Tanto a questão dos booktubers quanto a do profissionalismo online é abordado de uma maneira superficial. Não se questiona nada, de fato, apenas se aceita como legitimada e correta a realidade. Parece que já foi o tempo em que a arte era contestadora, a onda agora é se encaixar o mais rápido e perfeitamente possível nas novidades.
O problema com os booktubers é que eles não são realmente autores a priori, mas pessoas que se tornam “webcelebridades” e depois se tornam autores para preencher uma fama prévia. Estão na mesma categoria das subcelebridades televisivas que lançam livros. Defendê-los equivale a defender a literatura como algo acessório e posterior à fama, como um apêndice, um “afterthought”. Como se a literatura, por si, não fosse capaz de produzir um autor e fosse necessário que o autor criasse fama prévia por outros caminhos. Criticar os booktubers é criticar pessoas que acrescentam a literatura como um detalhe a mais de seu currículo. Legitimá-los é colocar os autores em desvantagem perante a quem começa com a fama de outras áreas.
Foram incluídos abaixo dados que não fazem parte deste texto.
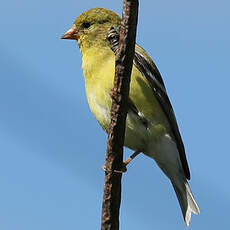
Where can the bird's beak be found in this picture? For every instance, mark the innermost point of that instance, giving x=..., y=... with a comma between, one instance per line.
x=72, y=34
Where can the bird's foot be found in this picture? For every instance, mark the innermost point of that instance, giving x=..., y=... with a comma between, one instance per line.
x=124, y=165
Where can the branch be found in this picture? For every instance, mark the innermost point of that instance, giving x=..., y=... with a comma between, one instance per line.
x=116, y=134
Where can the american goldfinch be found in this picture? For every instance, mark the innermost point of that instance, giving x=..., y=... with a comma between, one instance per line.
x=151, y=126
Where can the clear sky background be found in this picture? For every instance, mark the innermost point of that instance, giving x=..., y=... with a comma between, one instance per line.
x=52, y=148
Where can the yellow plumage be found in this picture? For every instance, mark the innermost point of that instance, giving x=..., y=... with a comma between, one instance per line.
x=151, y=125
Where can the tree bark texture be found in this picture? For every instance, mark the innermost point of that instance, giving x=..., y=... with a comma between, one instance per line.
x=116, y=134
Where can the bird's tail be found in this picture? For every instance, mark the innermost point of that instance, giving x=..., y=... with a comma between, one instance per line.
x=187, y=202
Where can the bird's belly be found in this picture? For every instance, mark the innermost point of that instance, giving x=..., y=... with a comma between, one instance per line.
x=136, y=134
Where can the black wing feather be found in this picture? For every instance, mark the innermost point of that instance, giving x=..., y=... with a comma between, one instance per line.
x=151, y=73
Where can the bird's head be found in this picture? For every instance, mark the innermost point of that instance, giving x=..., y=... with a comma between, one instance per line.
x=92, y=26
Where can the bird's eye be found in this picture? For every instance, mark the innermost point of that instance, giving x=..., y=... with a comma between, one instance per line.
x=86, y=25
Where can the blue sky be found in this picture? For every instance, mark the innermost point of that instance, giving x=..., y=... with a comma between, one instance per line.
x=51, y=147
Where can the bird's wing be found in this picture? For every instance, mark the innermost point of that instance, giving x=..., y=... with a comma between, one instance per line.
x=151, y=73
x=148, y=69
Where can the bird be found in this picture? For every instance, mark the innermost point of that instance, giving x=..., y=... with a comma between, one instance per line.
x=151, y=126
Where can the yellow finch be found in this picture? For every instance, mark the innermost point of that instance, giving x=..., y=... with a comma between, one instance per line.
x=151, y=125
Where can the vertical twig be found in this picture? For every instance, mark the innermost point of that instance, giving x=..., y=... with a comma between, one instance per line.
x=120, y=92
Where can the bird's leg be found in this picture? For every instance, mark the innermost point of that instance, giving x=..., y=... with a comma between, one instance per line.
x=125, y=163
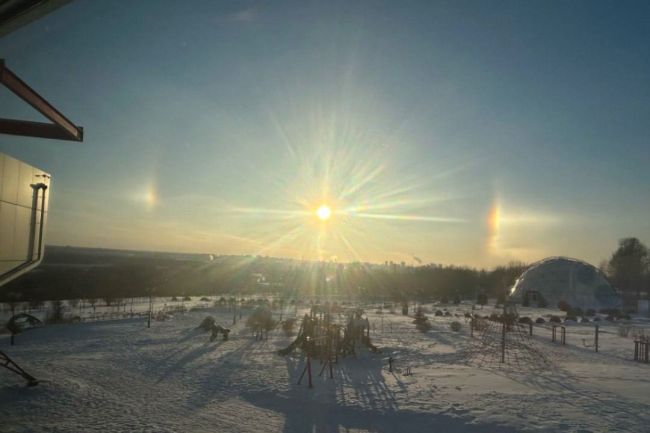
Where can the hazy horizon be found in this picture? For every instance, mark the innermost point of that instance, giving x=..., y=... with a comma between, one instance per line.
x=466, y=133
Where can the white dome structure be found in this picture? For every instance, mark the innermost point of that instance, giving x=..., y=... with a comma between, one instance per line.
x=575, y=282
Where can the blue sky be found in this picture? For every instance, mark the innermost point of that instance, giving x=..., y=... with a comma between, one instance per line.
x=450, y=132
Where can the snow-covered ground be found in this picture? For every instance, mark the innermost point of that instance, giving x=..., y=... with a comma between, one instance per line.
x=119, y=376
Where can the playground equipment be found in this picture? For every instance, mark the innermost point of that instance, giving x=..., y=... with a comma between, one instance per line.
x=642, y=349
x=10, y=365
x=208, y=324
x=502, y=340
x=320, y=337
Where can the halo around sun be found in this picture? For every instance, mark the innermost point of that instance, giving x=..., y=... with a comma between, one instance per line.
x=324, y=212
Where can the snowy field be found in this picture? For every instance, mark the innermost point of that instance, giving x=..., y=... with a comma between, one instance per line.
x=119, y=376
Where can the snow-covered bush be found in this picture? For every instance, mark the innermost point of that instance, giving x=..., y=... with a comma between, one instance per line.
x=288, y=325
x=624, y=330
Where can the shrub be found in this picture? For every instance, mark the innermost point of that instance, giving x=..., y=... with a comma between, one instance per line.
x=287, y=326
x=624, y=331
x=577, y=312
x=56, y=314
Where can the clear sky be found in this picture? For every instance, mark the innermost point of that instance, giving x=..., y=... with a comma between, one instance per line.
x=451, y=132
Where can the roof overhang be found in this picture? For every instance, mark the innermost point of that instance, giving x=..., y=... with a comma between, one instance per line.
x=16, y=13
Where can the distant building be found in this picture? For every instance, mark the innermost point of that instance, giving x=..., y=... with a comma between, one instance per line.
x=556, y=279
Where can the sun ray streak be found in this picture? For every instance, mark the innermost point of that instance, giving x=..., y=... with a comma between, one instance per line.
x=408, y=217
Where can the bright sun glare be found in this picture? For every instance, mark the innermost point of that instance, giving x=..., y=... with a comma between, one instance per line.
x=324, y=212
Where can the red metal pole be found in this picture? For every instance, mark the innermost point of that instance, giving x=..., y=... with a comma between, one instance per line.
x=309, y=371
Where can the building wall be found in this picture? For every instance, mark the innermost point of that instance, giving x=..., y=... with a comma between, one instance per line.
x=22, y=211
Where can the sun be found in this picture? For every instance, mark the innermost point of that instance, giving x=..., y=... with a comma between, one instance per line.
x=324, y=212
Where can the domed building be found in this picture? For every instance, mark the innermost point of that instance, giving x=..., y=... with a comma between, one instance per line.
x=556, y=279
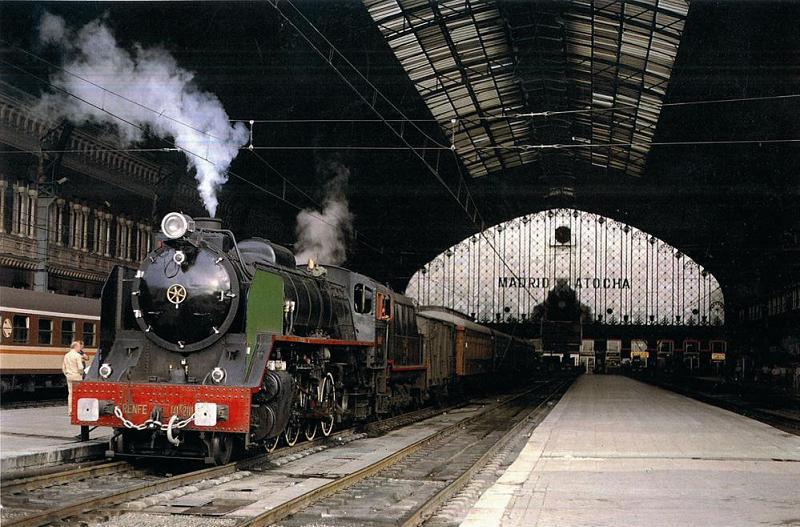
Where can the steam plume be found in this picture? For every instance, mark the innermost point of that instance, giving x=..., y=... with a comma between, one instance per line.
x=152, y=78
x=322, y=235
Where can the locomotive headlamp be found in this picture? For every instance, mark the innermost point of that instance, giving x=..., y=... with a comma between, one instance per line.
x=105, y=370
x=174, y=225
x=217, y=375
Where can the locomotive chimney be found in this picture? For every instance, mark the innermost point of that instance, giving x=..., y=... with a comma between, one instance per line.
x=208, y=223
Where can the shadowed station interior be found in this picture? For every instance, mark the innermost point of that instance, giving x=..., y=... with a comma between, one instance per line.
x=400, y=262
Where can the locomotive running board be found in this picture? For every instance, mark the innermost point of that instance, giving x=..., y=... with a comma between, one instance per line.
x=323, y=342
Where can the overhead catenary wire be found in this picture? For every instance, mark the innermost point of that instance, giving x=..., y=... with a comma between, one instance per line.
x=359, y=239
x=555, y=146
x=481, y=226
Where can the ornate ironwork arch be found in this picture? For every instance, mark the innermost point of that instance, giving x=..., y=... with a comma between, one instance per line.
x=620, y=274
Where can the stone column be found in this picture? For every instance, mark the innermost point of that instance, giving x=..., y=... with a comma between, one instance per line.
x=85, y=229
x=20, y=214
x=3, y=185
x=32, y=199
x=74, y=222
x=118, y=252
x=60, y=220
x=107, y=235
x=128, y=238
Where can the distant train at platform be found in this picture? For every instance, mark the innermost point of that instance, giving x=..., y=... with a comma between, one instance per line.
x=37, y=329
x=214, y=345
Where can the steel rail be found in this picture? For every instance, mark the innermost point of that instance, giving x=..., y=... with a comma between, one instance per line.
x=430, y=507
x=146, y=489
x=132, y=493
x=300, y=502
x=64, y=476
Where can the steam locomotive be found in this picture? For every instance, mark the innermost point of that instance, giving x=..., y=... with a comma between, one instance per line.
x=215, y=345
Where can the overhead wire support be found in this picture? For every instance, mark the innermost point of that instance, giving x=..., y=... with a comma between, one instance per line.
x=369, y=97
x=468, y=206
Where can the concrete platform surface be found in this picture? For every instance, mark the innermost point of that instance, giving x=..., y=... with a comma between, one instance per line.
x=35, y=437
x=264, y=491
x=615, y=451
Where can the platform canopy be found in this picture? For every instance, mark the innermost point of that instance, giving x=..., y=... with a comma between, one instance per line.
x=514, y=82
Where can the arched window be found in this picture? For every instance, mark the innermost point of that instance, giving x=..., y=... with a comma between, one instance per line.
x=619, y=274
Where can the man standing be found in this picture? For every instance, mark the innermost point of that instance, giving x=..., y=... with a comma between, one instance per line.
x=73, y=365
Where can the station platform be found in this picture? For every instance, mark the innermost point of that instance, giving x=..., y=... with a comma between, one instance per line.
x=615, y=451
x=40, y=437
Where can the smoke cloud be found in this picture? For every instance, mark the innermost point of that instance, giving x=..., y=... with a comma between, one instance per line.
x=322, y=235
x=166, y=101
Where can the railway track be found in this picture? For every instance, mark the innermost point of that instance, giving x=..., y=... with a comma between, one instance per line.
x=92, y=493
x=411, y=484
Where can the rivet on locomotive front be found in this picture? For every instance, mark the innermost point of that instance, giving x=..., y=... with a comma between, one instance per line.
x=213, y=346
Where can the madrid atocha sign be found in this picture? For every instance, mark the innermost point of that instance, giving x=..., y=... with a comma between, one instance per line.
x=584, y=282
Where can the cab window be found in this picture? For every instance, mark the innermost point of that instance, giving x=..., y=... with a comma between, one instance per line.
x=89, y=330
x=45, y=331
x=67, y=332
x=20, y=329
x=362, y=298
x=384, y=307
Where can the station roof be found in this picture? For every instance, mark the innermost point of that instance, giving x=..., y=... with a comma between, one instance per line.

A questão do “profissionalismo online” é outro contencioso perigoso. É preciso muito cuidado ao recomendar “profissionalismo” aos jovens escritores para não recair no “caretismo”. Recomendar “profissionalismo” pode facilmente resvalar para recomendar conformismo, falta de ousadia, robotização. Não se pode esperar que autores em formação ajam previamente como profissionais. A infância da escrita precisa de liberdade (inclusive a liberdade de errar) para que o jovem teste seus limites, cometa seus erros, desista se for preciso. Profissionalismo deveria ser exigido apenas de profissionais. Dos amadores, o amadorismo já deveria ser suficiente. Por isso me parece que essa pregação de profissionalismo é uma evangelização castradora e careta. E que tem muita utilidade quando quem a faz tem telhados de vidro e algum poder para atirar em quem joga pedras. Cuidado, crianças, não tentem dizer que o Rei está nu, ou ele pode prejudicar vocês no futuro…
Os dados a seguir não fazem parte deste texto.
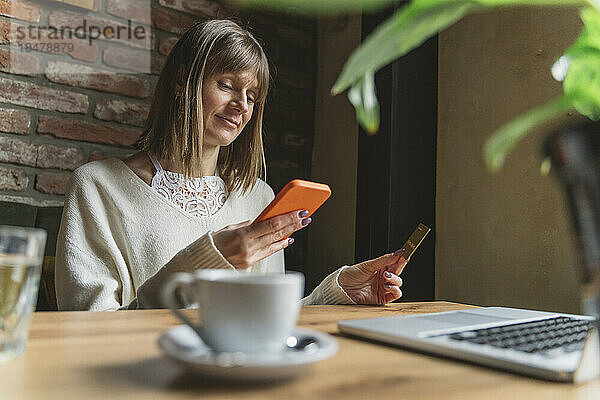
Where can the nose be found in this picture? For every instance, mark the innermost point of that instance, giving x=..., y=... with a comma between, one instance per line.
x=240, y=103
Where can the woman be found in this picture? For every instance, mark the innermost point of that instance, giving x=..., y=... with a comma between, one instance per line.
x=186, y=200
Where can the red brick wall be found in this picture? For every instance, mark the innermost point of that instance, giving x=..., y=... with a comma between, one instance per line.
x=59, y=110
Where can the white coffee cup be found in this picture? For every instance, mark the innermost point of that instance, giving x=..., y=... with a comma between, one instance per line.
x=249, y=313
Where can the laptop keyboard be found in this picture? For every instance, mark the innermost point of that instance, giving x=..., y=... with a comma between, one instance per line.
x=560, y=334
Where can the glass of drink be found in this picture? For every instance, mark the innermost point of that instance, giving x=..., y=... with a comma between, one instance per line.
x=21, y=254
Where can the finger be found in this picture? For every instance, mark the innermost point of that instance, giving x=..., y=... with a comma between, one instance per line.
x=392, y=279
x=399, y=265
x=275, y=224
x=240, y=225
x=273, y=248
x=393, y=294
x=284, y=232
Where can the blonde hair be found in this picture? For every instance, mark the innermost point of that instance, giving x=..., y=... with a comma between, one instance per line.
x=174, y=128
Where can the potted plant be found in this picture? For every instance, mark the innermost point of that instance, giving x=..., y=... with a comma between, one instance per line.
x=418, y=20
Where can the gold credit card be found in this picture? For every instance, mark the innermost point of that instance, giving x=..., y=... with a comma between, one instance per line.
x=415, y=240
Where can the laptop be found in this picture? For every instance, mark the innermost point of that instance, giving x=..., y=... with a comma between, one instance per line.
x=553, y=346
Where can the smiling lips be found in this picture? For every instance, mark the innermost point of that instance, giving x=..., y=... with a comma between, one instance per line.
x=229, y=121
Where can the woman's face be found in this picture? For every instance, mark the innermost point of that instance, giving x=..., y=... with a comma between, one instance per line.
x=227, y=102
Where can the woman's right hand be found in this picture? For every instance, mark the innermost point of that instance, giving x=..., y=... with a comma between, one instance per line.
x=246, y=243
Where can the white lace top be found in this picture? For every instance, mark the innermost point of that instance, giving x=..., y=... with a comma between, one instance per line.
x=201, y=197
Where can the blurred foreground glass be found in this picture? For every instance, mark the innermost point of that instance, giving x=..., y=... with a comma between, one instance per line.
x=21, y=254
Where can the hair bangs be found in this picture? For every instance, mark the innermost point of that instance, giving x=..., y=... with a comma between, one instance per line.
x=239, y=53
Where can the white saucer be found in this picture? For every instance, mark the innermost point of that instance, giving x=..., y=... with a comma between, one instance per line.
x=183, y=345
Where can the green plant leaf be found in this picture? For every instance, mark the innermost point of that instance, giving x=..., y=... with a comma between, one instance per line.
x=582, y=85
x=582, y=81
x=411, y=26
x=363, y=97
x=407, y=29
x=328, y=7
x=506, y=138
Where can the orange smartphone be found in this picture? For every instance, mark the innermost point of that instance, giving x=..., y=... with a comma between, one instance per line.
x=296, y=195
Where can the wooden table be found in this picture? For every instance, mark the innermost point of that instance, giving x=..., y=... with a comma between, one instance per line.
x=114, y=355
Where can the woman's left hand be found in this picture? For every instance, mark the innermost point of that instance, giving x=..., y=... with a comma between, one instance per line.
x=374, y=281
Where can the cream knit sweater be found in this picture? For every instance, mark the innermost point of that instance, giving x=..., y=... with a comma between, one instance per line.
x=116, y=232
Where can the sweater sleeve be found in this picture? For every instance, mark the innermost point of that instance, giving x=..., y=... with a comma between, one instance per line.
x=91, y=271
x=89, y=265
x=329, y=291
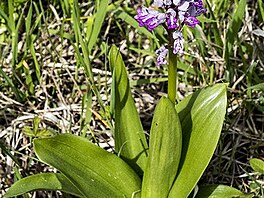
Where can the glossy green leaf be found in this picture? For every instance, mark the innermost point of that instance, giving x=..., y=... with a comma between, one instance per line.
x=257, y=165
x=94, y=171
x=202, y=115
x=232, y=34
x=164, y=151
x=130, y=140
x=44, y=181
x=261, y=9
x=219, y=191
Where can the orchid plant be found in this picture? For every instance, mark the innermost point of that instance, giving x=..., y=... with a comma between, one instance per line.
x=182, y=139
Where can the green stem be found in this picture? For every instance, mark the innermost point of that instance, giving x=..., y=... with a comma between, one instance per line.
x=172, y=76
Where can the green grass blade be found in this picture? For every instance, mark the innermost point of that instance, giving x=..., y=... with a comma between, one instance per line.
x=98, y=22
x=44, y=181
x=130, y=140
x=164, y=151
x=257, y=165
x=94, y=171
x=202, y=115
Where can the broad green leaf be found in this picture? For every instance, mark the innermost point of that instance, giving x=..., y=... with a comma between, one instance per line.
x=257, y=165
x=164, y=151
x=43, y=181
x=232, y=32
x=130, y=140
x=98, y=22
x=94, y=171
x=219, y=191
x=261, y=8
x=202, y=115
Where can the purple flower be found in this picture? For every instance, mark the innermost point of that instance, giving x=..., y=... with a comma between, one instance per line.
x=176, y=13
x=149, y=17
x=191, y=21
x=172, y=22
x=196, y=8
x=162, y=54
x=178, y=42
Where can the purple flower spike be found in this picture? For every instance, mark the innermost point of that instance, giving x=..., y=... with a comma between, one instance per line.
x=178, y=42
x=191, y=21
x=162, y=54
x=149, y=17
x=172, y=22
x=196, y=8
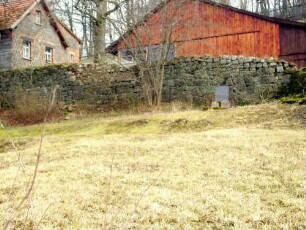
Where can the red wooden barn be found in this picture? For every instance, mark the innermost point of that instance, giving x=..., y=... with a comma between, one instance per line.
x=203, y=27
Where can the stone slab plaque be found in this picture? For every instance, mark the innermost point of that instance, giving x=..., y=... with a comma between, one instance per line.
x=222, y=93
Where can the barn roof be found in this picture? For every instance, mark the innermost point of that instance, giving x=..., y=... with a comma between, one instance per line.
x=12, y=13
x=112, y=46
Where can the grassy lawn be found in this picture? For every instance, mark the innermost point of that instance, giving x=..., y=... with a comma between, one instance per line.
x=241, y=168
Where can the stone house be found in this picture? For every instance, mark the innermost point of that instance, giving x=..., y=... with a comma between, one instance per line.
x=31, y=36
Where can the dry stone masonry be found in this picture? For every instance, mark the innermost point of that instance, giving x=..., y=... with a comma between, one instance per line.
x=251, y=80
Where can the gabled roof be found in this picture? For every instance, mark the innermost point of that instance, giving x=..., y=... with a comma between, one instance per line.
x=267, y=18
x=111, y=48
x=14, y=11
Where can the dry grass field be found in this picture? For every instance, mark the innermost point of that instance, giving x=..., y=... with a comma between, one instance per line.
x=241, y=168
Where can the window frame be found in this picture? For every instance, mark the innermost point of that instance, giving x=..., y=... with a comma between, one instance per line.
x=27, y=49
x=72, y=58
x=38, y=16
x=49, y=55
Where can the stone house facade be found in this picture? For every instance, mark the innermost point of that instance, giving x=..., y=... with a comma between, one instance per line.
x=31, y=36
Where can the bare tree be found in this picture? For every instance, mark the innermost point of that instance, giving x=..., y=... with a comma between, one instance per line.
x=98, y=11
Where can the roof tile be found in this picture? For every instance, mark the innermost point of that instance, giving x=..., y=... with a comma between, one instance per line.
x=12, y=10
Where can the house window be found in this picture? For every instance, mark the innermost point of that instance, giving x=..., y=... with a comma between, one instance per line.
x=72, y=58
x=26, y=50
x=38, y=17
x=49, y=54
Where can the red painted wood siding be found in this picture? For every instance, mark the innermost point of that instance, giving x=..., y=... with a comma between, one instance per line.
x=293, y=45
x=202, y=28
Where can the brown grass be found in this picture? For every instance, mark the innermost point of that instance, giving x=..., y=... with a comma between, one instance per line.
x=241, y=168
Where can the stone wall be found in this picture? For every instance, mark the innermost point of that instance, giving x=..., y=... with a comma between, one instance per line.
x=92, y=84
x=194, y=80
x=251, y=80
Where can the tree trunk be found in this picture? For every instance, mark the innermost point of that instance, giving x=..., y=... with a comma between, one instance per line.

Uma coisa que me deixou intrigado é haver pessoas no mercado editorial brasileiro que acham mais fácil lidar com autores estrangeiros. Esta informação me parece difícil de digerir.
É verdade que há muitos autores que se relacionam mal com os seus editores, mas isso só significa que muitos autores não estão prontos para publicar. Que não sejam publicados, então, enquanto não chegarem ao ponto. Há uma obsessão de publicar todo mundo? Só se esse autor for visto como “fonte”.
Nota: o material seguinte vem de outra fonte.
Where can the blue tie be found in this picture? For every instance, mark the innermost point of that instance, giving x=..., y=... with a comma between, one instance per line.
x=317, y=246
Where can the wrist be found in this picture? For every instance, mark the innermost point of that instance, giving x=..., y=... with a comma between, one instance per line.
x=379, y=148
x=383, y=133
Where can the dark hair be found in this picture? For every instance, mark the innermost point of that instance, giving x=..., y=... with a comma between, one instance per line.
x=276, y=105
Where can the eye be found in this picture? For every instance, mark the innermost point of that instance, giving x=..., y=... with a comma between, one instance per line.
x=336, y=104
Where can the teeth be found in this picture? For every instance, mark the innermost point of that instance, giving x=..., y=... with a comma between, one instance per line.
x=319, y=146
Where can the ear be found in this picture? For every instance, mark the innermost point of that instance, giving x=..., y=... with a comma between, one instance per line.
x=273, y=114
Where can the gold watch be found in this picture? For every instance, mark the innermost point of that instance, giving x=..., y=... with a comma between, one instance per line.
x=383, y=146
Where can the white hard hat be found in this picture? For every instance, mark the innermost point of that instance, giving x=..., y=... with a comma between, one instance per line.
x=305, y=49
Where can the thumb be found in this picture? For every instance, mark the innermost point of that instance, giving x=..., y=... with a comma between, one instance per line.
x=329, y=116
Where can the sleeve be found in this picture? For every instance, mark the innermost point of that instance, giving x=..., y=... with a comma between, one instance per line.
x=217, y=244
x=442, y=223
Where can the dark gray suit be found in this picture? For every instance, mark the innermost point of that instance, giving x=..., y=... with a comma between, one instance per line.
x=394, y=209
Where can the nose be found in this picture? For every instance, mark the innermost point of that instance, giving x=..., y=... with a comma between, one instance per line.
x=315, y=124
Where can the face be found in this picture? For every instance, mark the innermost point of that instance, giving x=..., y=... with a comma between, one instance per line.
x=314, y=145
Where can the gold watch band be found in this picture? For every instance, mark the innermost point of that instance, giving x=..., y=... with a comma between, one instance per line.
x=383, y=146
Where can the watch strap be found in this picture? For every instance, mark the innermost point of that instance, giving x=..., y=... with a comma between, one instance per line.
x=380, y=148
Por outro lado, quero ver evidências materiais de que os autores nacionais são piores que os estrangeiros nisso. “Já ouvi de várias pessoas no mercado editorial” não é prova, é boato, é “weasel word”. Com que autores estrangeiros essas “várias pessoas” do mercado editorial se relacionam? Existem autores estrangeiros que publicam inéditos por editoras nacionais? Ou as tais pessoas do mercado editorial só tem contato com autores que já são profissionais e a respeito de obras que já foram publicadas? É justo, ou mesmo honesto, comparar jovens incautos com autores experientes e que, ademais, como a própria autora do artigo admite, trazem já uma boa carga de marketing? Não estamos colocando o obstáculo muito alto para o autor brasileiro?
Autores imaturos devem existir em todos os países — e parte do trabalho do editor é justamente educá-los. Vários desses autores estrangeiros com quem “várias pessoas” do mercado editorial se relacionam provavelmente começaram um dia tão ingênuos e tolos quanto os nacionais. Então será que o “mimimi” está somente do lado dos autores? Não haverá, também, um “mimimi” dos editores, que querem que nossos jovens talentos apareçam prontos, com atitude profissional e tudo, ombreando-os com autores estrangeiros que já nos chegam após um filtro? Será que esses editores não estão com preguiça de “editar” e ficam reclamando que os jovens não trazem as obras prontas? E, por fim, há justiça em julgar a literatura nacional pela sua adequação a um padrão de best-seller imposto de fora?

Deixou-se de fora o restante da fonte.